Plan neofluar

VCF recordings were made on Xenopus oocytes provided by Ecocyte Bioscience (Germany), injected with 50 ng/μL of plasmid DNA encoding for the m5-HT3A receptor mutant S19’C and after 2 to 6 days of expression in Barth solution at 17°C. They were labeled with MTS-TAMRA (Toronto chemicals) 5 min at 17°C in ND96 buffer without CaCl2 + 10 μM 5-HT, then rinsed and stored at 17°C up to 4h before recording in ND96. Recording were made in a TEVC set up previously described¹³ and adapted for fluorescence recording. Briefly recordings were done with a VCF dedicated chamber with only a fraction of the oocyte perfused and illuminated by a LED (coolled PE-4000). Light was collected using a fluorescence microscope (Zeiss Axiovert135) equipped with a 40x objective (Plan neofluar), a TRITC filter set and a photomultiplier tube (Hamamatsu photonics).
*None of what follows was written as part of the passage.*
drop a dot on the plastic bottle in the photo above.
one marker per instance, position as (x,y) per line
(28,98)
Recordings were made at -60mV clamp, 500 Hz sampling rate with a 550 nm excitation wavelength. Data were filtered, corrected for baseline and photobleaching when necessary and analyzed using pClamp and Axograph. Dose response curves were fitted to the Hill equation I/Imax = 1/(1 + (EC₅₀/[5-HT])^nH) using Prism. Serotonin dose-response relations were shifted to the left with half-responses for fluorescence and current at 40 and 240 nM respectively (the EC₅₀ of the wild-type receptor is 800 nM).